# proof for relational predicate logic

I have been working on this problem for over an hour and I think I have simply missed something. I need some help. The rules I am allowed to use are the Basic Inference rules (MP, MT, HS, Simp, Conj, DS, Add, CD), the Replacement Rules (DN, Comm, Assoc, Dup, DeM, BE, Contrap, CE, Exp, Dist.), CP, IP, and EI, UI, EG, UG.

The problem is:

1. ¬(∃x)(Axa ∧ ~Bxb)
2. ¬(∃x)(Cxc ∧ Cbx)
3. (∀x)(Bex → Cxf)

/∴ ¬(Aea ∧ Cfc)

Any help would be appreciated. Thanks.

Edit: Fixed the format of the question. The system is quantificational predicate logic. I've never called it anything else.

• This formula is unreadable. Please reformat it with ∀, ∃ for quantifiers, ∨, ∧, →, ¬ for connectives (you can copy symbols from here), and predicates as P(x,y,z). What > and // are I can not even guess. "Basic Inference rules" and "Replacement Rules" are specific to your book and not standard terminology, so best provide a reference and what type of system it is using (natural deduction, sequent calculus, something else?). Dec 4, 2018 at 0:46
• I formatted the premises and conclusion to use Conifold's symbols. You may roll this back or continue editing if I got it wrong. Dec 4, 2018 at 1:32
• @fantasticorangina Have the answers been of any help ? Dec 5, 2018 at 0:45
• @fantasticorangina Is that a no? Dec 6, 2018 at 23:22

It is useful to have a proof checker to aid learning how to use natural deduction. I have linked to one below in the references.

Using that proof checker and the rules described in forallx I was able to prove the result in 22 lines which included 3 lines for the premises and 1 line for the goal.

Although I don't see it listed I assume you have the change of quantifier replacement rule. If not a derivation is in forallx on pages 260-1. Use that to change the first two premises from "~(∃x)" to "(∀x)~".

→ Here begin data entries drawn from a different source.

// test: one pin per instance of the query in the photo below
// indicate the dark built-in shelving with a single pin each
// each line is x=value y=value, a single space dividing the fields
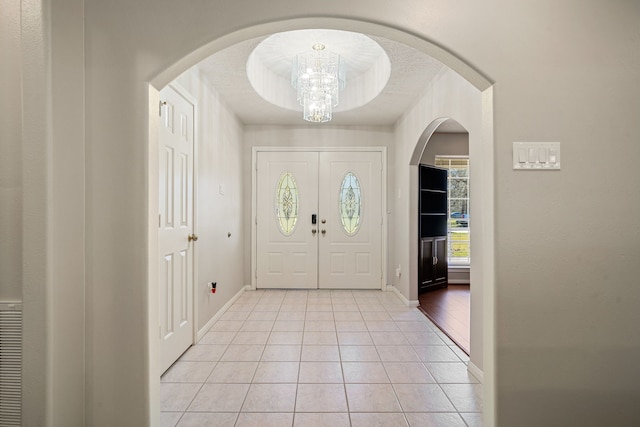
x=432 y=263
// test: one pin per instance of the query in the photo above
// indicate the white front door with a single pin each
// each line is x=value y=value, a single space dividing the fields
x=176 y=225
x=319 y=220
x=287 y=197
x=350 y=254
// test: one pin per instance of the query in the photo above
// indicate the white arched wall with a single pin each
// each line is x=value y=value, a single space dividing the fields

Next eliminate the universal quantifier by assigning a different name to the variable "x" in each premise. You should chose these names wisely. Look at the goal to try to pick names that will help you reach the goal.

Then use De Morgan rules to transform the lines with a negation in front of the conjunction to a disjunction of negations.

After that preparatory work, I derived something like the following line: "¬Aea ∨ ¬¬Beb". I used disjunction elimination by considering both cases. I wanted to reach the following: "¬Aea ∨ ¬Cfc". Now that is not quite the desired result but with a use of the De Morgan rules I could convert that into the final goal: "¬(Aea ∧ Cfc)".

References

Kevin Klement's JavaScript/PHP Fitch-style natural deduction proof editor and checker http://proofs.openlogicproject.org/

P. D. Magnus, Tim Button with additions by J. Robert Loftis remixed and revised by Aaron Thomas-Bolduc, Richard Zach, forallx Calgary Remix: An Introduction to Formal Logic, Winter 2018. http://forallx.openlogicproject.org/

Use an Indirect Proof.

Begin by assuming (Aea ∧ Cfc), use the first premise to derive Beb, the third to derive Cbf, and the second to derive a contradiction.

Some of your subproofs will likewise be Indirect Proofs; using existential generalisation to derive their contradictions.

Assuming, that the thing you call IP operates as expected (derive a contradiction from an assumption, thereby deducing that the negation of the assumption holds).